Janet Maslin writing in The New York Times, said director Lumet did "a good job of articulating the disillusioning realities of careerism and crime. And he has an ear, as ever, for the disparate voices of the city." She also casually noted that actor Garcia remained "a polite, neutral presence" through "too many moments, particularly during courtroom scenes that have been edited in awkwardly abrupt ways". Roger Ebert in the Chicago Sun-Times referred to the film as "knowledgeable about the city and the people who make accommodations with it. It shows us how boring that obligatory evil kingpin is in so many other crime movies". He explained, it comprises "characters who do wrong and are therefore bad, but it doesn't really have 'villains' in the usual movie sense of the word. It's too smart and grown up for such lazy categories".

In the San Francisco Chronicle, Peter Stack wrote that "The film's setup is intense, full of fearsome action, a pulse-pumper.
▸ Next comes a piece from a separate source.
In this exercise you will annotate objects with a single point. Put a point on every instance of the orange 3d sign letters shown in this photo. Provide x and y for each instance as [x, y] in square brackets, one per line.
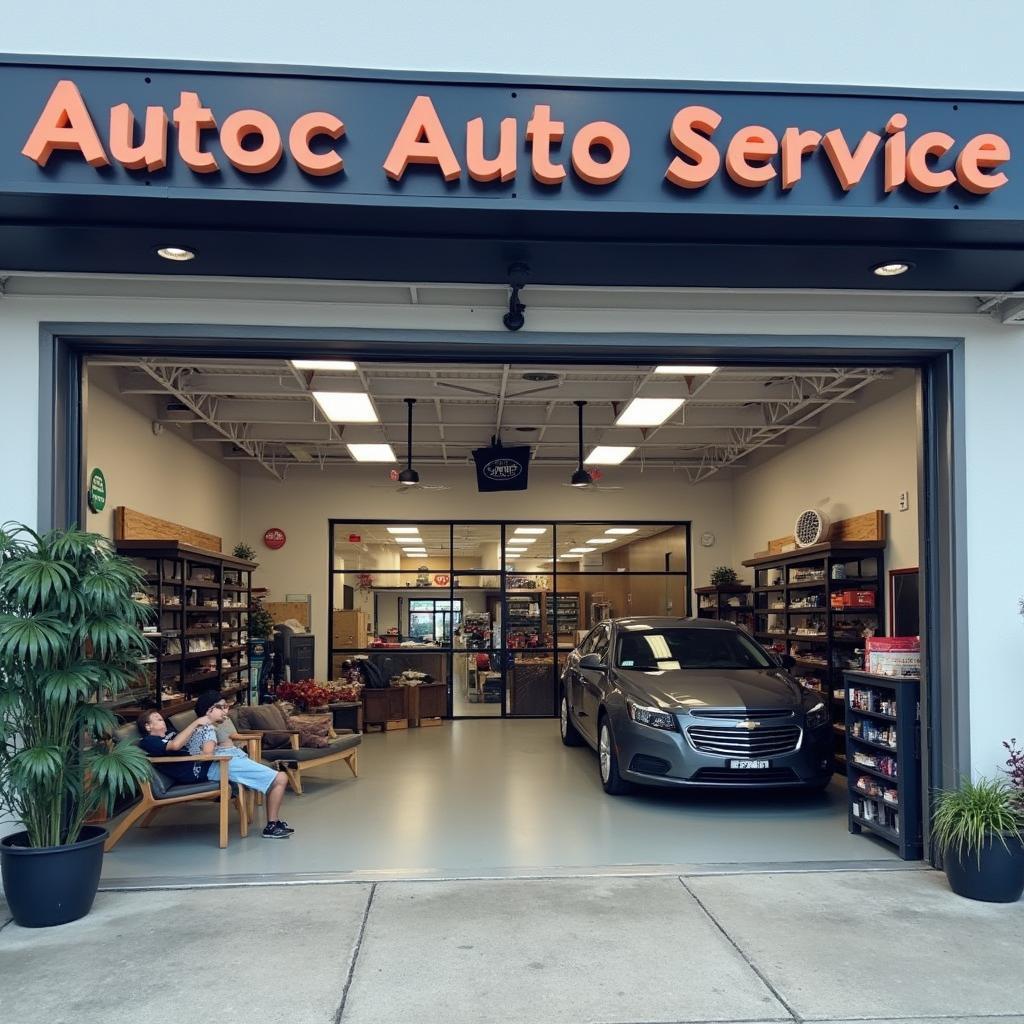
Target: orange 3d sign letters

But soon it becomes a thinking man's police drama about the political aftermath of the botched drug-lord case." Left unmoved, he declared that although "Lumet and his fine cast play it out in a moody, hard-boiled style, Night Falls on Manhattan falls flat. Owen Gleiberman of Entertainment Weekly, said the film unfolds "less in the gritty world of New York law enforcement than in the implausible tabloid imagination of Robert Daley, on whose pulp novel the film is based." In a slightly negative tone, Barbara Shulgasser of the San Francisco Examiner thought Lumet's "seriousness and simplicity with which he approaches his subject in Night Falls on Manhattan are refreshing even if the vivacity of the thing never really has a chance to develop."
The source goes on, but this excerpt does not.